Good luck, have fun,

Pat
 
Yes, keeping them warm maybe more for me. I have a heated water bowl for them so water freezing is not a problem. Thanks for all the advise. A ceramic portable heater is a definite no-no so I won't go that option was just curious.
 
You dont even need heatlamps and such.Give them cracked corn for the winter.

Chickens will give off 5btu's of heat when fed cracked corn.It helps them thru the winter. 5btu's is plenty of heat from a shook.
 
My coop is 4x8 and about 7 foot high. The 4x8 is there floor space with 16" square x 2" thick stone pavers from menards. The part they sleep in is 4 foot x 30" x maybe 50"high. I have a heat emiter I bought at petsmart for about 30 dollars . It is 150 watts. I put it in a aluminnum domed fixture with a ceramic bulb screw thing. It is rated at 300 watts.Menards sells these. This emiter is all metal. I put it about 2 feet back from the roost and at the ceiling. Covered it with 1/2" hardware cloth. the cord and hanger is fastened with conduit screw clamps.

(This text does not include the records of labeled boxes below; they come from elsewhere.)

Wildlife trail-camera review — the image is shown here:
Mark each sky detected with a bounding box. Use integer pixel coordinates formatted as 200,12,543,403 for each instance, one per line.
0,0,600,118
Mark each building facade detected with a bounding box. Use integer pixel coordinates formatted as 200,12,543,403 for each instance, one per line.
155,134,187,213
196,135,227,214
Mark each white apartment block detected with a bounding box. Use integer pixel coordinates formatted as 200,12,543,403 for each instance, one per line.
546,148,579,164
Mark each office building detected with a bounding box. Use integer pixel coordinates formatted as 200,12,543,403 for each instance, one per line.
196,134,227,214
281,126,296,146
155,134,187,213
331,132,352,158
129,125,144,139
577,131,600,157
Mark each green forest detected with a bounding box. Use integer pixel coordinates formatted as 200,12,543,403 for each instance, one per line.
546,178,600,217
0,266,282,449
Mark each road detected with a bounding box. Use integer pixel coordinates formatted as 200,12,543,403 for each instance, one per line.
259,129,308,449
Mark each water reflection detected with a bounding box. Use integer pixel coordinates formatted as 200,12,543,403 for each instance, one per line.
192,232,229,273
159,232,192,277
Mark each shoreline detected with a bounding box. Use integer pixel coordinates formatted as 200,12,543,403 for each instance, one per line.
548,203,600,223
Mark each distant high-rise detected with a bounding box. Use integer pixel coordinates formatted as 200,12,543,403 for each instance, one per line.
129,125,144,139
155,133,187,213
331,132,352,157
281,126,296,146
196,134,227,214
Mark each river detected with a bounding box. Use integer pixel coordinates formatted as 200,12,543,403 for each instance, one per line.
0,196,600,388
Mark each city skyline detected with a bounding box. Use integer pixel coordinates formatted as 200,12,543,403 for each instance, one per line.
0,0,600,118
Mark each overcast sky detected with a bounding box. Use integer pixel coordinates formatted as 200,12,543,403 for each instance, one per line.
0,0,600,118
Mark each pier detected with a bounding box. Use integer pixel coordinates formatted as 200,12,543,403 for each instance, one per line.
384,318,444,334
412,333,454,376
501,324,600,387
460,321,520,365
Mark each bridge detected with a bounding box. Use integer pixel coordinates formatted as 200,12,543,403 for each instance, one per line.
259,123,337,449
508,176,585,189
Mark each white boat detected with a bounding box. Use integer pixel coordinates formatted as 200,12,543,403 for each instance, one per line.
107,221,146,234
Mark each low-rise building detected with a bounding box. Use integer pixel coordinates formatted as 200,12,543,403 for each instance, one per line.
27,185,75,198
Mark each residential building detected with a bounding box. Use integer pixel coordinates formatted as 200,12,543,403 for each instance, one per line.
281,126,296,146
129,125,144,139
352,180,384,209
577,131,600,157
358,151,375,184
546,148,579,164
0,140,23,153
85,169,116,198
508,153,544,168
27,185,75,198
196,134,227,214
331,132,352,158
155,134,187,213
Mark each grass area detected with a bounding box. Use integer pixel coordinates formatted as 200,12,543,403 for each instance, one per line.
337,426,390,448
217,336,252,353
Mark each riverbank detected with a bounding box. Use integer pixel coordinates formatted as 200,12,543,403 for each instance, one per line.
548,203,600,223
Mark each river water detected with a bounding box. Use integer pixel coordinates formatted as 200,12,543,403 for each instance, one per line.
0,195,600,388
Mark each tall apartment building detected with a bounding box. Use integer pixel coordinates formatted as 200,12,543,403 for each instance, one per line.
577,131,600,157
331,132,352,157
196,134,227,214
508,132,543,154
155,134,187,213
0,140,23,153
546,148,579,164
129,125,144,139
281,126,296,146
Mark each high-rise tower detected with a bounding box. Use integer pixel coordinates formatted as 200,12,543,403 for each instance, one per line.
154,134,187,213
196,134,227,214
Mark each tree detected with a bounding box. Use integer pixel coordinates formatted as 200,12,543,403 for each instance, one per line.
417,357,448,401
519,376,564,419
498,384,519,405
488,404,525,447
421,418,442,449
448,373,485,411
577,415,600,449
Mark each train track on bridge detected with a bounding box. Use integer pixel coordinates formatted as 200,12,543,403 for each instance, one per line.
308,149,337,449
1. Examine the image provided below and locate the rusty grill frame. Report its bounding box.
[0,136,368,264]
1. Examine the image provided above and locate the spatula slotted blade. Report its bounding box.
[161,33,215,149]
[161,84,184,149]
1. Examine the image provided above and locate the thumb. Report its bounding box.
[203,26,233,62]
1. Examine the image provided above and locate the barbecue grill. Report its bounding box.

It is doing a good job in the chicago area. I have storm windows on the screened area of the coop with plastic closable duct vents. The vents are open. The nest box sticks out of the house with a little roof
and you get your eggs from a flap down door. The poo has not frozen on the floor or in the house. The eggs have not frozen. I do have a heated waterer on a little wood platform on the stone pads.
This is my first chicken winter and everything is working great so far.
The emitter is positioned so there is no exteme heat and the chickens and I can just warm the inside there sleeping and laying area.